With the inclusion of four Bogotá eateries in the list of Latin America’s 50 top restaurants published by the British magazine Restaurant, the Colombian capital establishes itself as one of the region’s gastronomic paradises. Here we set out the reasons why Bogotá is the ideal place for lovers of good food.
Bogotá offers an increasingly wide range of flavors encompassing Colombian, international and fusion cuisine, which has converted the city into one of Latin America’s major emerging culinary hotspots.
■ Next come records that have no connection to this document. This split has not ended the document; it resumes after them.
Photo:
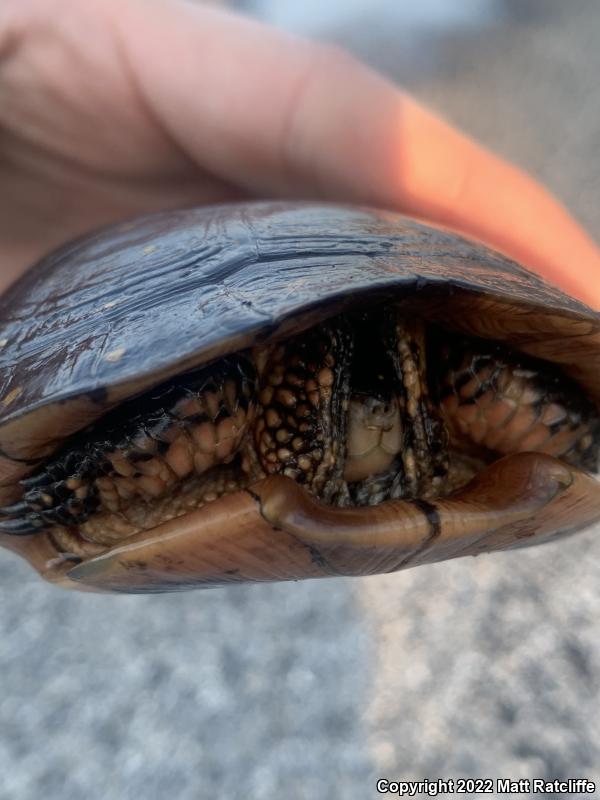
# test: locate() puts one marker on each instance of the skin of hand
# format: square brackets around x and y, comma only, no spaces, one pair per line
[114,108]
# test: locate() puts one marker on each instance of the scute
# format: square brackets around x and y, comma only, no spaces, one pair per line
[114,313]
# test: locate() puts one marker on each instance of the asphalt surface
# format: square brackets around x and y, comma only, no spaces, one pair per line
[475,668]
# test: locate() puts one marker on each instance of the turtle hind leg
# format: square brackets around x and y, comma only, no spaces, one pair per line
[495,401]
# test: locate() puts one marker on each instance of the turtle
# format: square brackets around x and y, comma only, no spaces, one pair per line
[277,390]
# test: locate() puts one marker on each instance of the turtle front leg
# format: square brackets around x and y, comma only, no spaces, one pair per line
[107,478]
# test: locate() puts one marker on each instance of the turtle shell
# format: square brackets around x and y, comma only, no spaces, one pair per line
[111,314]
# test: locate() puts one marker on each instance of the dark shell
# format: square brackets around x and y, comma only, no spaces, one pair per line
[112,313]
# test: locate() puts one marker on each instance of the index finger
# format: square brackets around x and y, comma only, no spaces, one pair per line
[282,116]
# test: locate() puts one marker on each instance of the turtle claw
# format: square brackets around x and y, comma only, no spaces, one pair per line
[33,481]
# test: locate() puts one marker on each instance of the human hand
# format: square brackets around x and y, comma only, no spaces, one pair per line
[109,109]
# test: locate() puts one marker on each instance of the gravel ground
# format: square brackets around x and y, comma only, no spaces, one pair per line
[481,667]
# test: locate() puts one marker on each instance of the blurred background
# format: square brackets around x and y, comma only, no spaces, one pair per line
[485,667]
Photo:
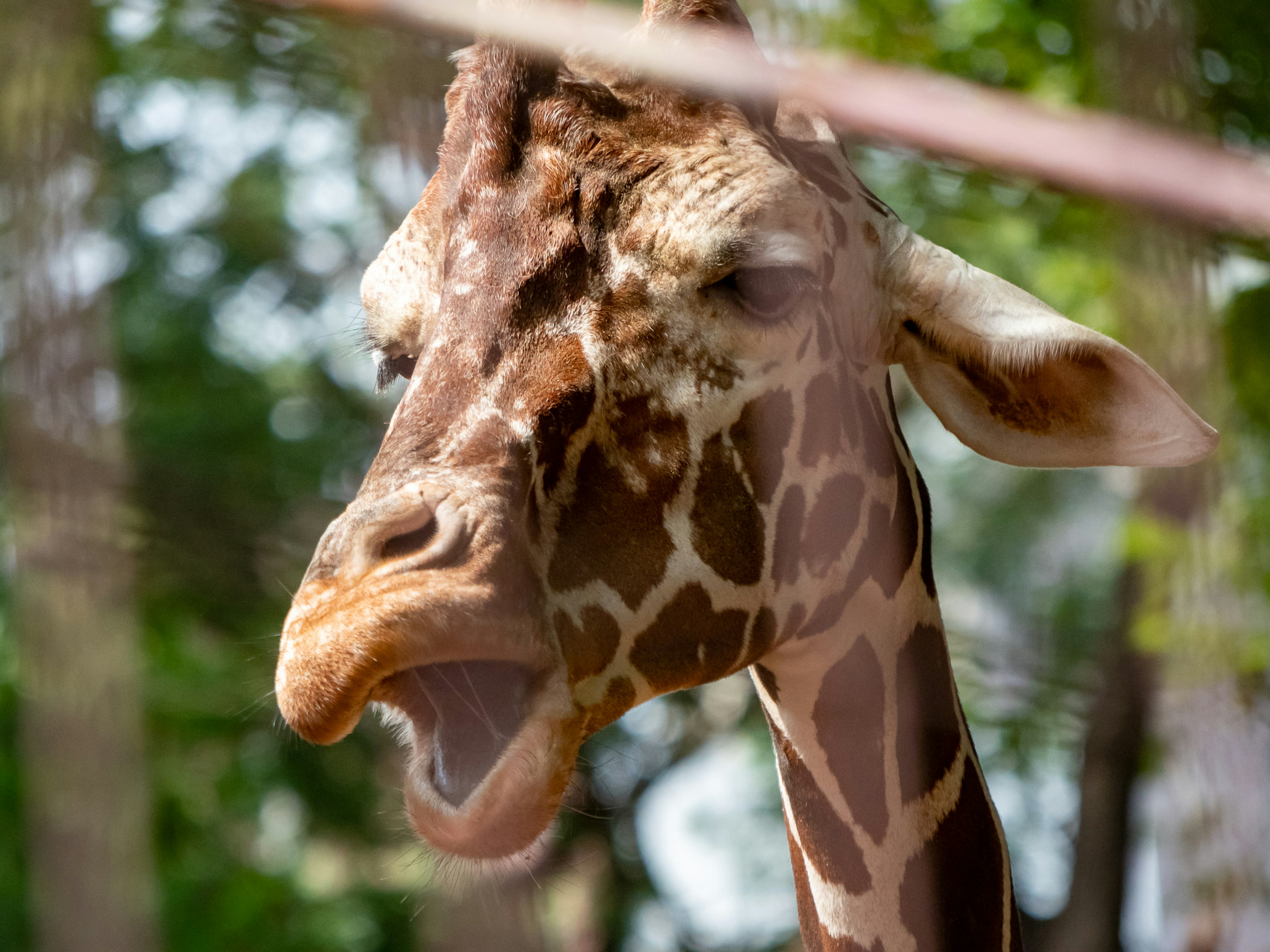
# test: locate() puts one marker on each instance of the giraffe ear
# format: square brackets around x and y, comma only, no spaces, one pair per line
[1016,381]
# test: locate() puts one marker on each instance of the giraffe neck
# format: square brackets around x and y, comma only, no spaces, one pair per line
[895,841]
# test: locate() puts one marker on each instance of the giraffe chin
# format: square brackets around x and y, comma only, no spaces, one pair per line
[483,780]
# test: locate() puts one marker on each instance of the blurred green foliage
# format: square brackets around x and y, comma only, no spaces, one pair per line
[242,456]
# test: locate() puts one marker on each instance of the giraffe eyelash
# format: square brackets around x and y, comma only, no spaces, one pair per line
[766,294]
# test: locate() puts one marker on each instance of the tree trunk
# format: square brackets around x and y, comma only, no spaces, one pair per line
[80,725]
[1212,819]
[1113,747]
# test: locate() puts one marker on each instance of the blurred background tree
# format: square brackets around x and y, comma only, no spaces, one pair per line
[1109,629]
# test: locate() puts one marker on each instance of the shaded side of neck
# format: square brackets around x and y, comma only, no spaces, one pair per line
[895,842]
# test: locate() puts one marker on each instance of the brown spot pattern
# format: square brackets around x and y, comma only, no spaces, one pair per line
[929,734]
[590,649]
[816,168]
[879,445]
[727,526]
[951,899]
[849,727]
[808,920]
[760,436]
[822,423]
[762,634]
[928,563]
[768,678]
[827,841]
[786,549]
[689,643]
[619,698]
[832,522]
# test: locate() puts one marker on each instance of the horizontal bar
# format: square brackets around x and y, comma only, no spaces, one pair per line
[1078,150]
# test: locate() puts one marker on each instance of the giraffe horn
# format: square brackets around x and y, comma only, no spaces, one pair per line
[705,13]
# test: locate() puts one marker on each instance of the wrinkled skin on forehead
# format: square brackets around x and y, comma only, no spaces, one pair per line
[558,294]
[648,441]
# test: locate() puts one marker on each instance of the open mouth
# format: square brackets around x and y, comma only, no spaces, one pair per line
[472,711]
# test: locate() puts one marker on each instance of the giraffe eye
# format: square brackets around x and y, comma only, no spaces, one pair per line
[393,367]
[768,294]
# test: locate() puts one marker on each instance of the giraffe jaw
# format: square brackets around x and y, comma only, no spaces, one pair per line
[345,649]
[497,801]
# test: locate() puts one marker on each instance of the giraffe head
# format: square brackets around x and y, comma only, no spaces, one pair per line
[648,420]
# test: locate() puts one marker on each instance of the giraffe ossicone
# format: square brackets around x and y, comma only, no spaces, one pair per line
[650,440]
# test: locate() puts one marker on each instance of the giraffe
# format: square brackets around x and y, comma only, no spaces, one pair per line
[650,440]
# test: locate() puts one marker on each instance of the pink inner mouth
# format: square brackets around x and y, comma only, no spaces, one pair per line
[479,707]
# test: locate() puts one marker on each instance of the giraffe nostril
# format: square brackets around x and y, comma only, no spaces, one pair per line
[409,542]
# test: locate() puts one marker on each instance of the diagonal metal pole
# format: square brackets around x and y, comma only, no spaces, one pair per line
[1100,154]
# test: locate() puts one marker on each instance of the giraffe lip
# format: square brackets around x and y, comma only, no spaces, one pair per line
[477,710]
[493,744]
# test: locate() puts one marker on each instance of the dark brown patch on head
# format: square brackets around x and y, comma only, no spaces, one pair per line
[762,634]
[556,428]
[786,549]
[587,651]
[689,643]
[768,678]
[619,698]
[822,423]
[928,563]
[951,899]
[611,532]
[656,445]
[849,727]
[727,526]
[832,522]
[929,734]
[760,436]
[827,841]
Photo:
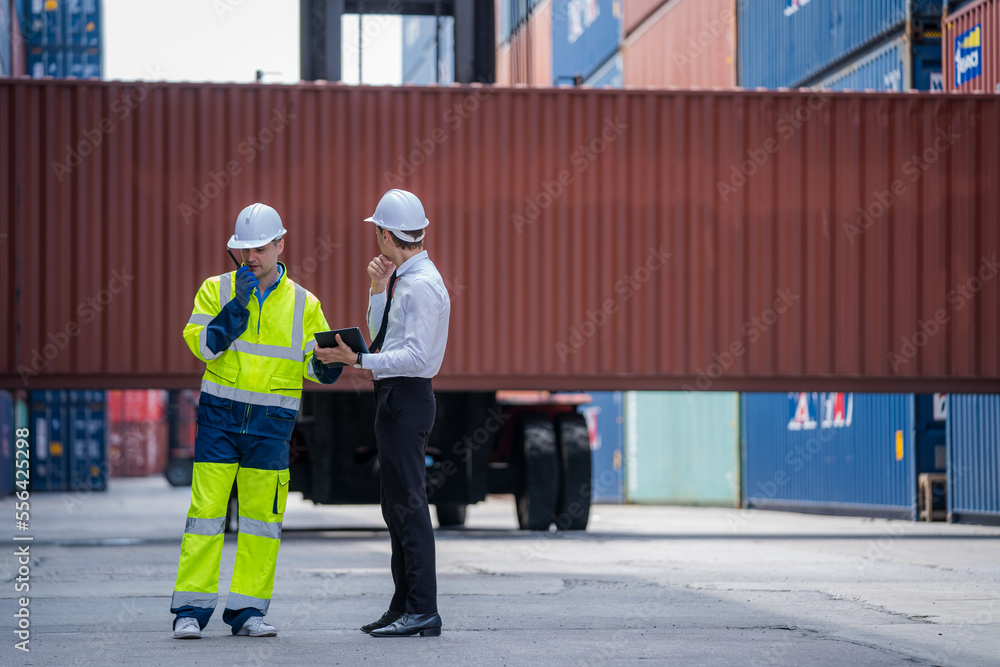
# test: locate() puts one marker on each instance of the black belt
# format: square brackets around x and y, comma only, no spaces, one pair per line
[389,382]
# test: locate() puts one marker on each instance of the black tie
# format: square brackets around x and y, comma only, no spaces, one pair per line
[380,338]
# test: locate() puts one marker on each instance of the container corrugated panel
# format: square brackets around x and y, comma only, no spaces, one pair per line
[50,440]
[609,75]
[684,44]
[893,67]
[88,466]
[634,12]
[972,48]
[43,23]
[830,453]
[585,34]
[7,444]
[527,57]
[5,34]
[784,44]
[974,458]
[82,23]
[662,272]
[682,448]
[606,423]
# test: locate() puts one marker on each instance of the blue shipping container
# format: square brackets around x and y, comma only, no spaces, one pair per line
[6,443]
[896,66]
[585,34]
[42,23]
[82,23]
[610,75]
[830,453]
[785,44]
[605,423]
[88,465]
[974,458]
[50,440]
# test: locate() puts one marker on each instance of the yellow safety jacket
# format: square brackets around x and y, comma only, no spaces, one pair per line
[256,356]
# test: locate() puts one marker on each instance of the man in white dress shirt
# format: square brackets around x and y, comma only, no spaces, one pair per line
[408,312]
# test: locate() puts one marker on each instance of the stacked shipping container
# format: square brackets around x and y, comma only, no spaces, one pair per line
[683,448]
[68,441]
[894,66]
[972,47]
[63,38]
[680,43]
[585,36]
[974,458]
[137,432]
[793,44]
[605,424]
[524,51]
[830,453]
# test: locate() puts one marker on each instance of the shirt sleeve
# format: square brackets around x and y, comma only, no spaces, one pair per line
[421,314]
[211,330]
[376,306]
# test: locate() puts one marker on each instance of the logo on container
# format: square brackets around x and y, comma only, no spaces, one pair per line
[792,6]
[807,411]
[968,55]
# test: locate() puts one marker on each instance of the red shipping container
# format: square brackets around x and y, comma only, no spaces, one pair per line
[683,44]
[636,12]
[971,48]
[644,234]
[527,57]
[137,449]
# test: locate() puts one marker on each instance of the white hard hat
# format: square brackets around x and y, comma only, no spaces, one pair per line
[256,225]
[399,210]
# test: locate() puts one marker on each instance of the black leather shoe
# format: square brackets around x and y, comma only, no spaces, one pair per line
[426,625]
[388,618]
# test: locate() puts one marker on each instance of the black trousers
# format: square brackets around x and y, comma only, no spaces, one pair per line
[404,416]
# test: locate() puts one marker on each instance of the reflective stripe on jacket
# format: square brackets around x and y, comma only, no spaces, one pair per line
[255,385]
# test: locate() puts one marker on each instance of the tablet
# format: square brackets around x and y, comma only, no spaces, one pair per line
[351,336]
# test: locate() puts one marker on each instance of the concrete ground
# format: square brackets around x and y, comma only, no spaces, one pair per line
[662,585]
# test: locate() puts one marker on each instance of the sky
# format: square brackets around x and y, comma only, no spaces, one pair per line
[229,40]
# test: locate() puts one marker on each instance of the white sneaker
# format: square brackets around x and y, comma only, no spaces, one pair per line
[186,627]
[257,627]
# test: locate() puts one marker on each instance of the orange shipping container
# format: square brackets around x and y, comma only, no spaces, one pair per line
[683,44]
[971,48]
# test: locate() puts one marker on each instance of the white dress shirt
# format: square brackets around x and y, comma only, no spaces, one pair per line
[417,333]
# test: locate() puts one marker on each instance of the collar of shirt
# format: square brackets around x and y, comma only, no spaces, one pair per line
[405,266]
[261,297]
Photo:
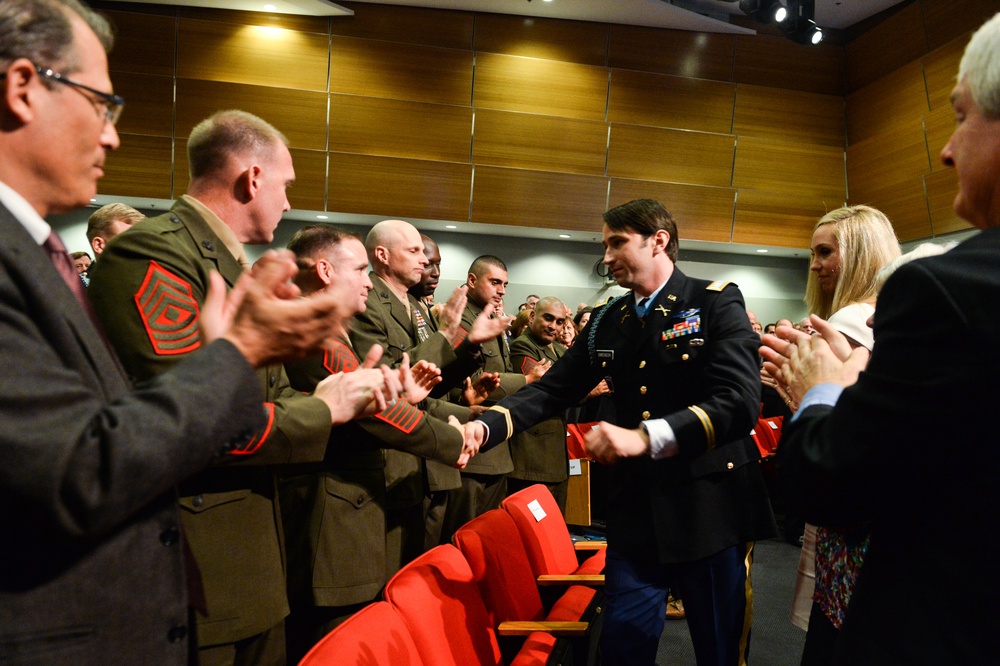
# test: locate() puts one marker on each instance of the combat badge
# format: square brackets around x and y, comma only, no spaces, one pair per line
[339,358]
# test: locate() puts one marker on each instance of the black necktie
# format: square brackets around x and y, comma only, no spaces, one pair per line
[67,271]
This is borne out of the 50 Best list in 2014 by the prestigious British magazine Restaurant, which ranked four restaurants (Criterión, Harry Sasson, El Cielo and Leo, Cocina y Cava) among the best restaurants in Latin America.
Below are more reasons why, when it comes to gastronomy, Bogotá is part of the answer.
Areas Dedicated to Good Food
Bogotá’s best restaurants are concentrated in five parts of the city: the G Zone, which is found between Calles 68 and 71 and Carreras 7 and 4; the C Zone in the Historic Downtown area; the T Zone, between Calles 83 and 84 on Carrera 12; around Usaquén Plaza; the M Zone, in the Macarena neighborhood. (You may also like to read: Colombian “food” slang)
The culinary festivals
Those who visit the city in August can attend the Bogotá Wine and Food Festival and the Alimentarte Food Festival, two events that continually offer the chance to enjoy the best of local cuisine, attend talks by experts and taste menus by world-renowned chefs such as Gastón Acurio and Fernando Trocca.
Flavors That Take Over the World
As well as making the list of the 50 best Latin American restaurants on numerous occasions, Bogotá’s eateries have been recognized for their quality in magazines such as Forbes, Condé Nast Traveler and CNN Travel. (You may also like to read: Gastronomy, an opportunity for tourism in Colombia)
Moreover, the talents of Juan Manuel Barrientos, owner of El Cielo, and brothers Jorge and Mark Rausch, who own Criterión and Bistronomy, have opened doors to the exclusive gastronomic circuit in cities like Miami and Panama City.
And as if that wasn’t enough, in 2013, Bogotá chef Harry Sasson took the flavors of Club Colombia, one of his flagship restaurants, to the prestigious Intercontinental Hotel in London.
(You may also like to read: Colombia’s tastiest street snacks)
Home of World-Class Chefs
The growth of Bogota’s gastronomic sector has drawn the attention of respected chefs like Gastón Acurio from Peru and Paco Roncero from Spain, who have opened their own restaurants in the Colombian capital. (You may also like to read: 10 key ingredients in colombian cooking)
Colombia is taking off as a culinary destination because our flavors capture hearts and always leave fond memories. It is for this and many more reasons that, when talking about gastronomy, The Answer is Colombia.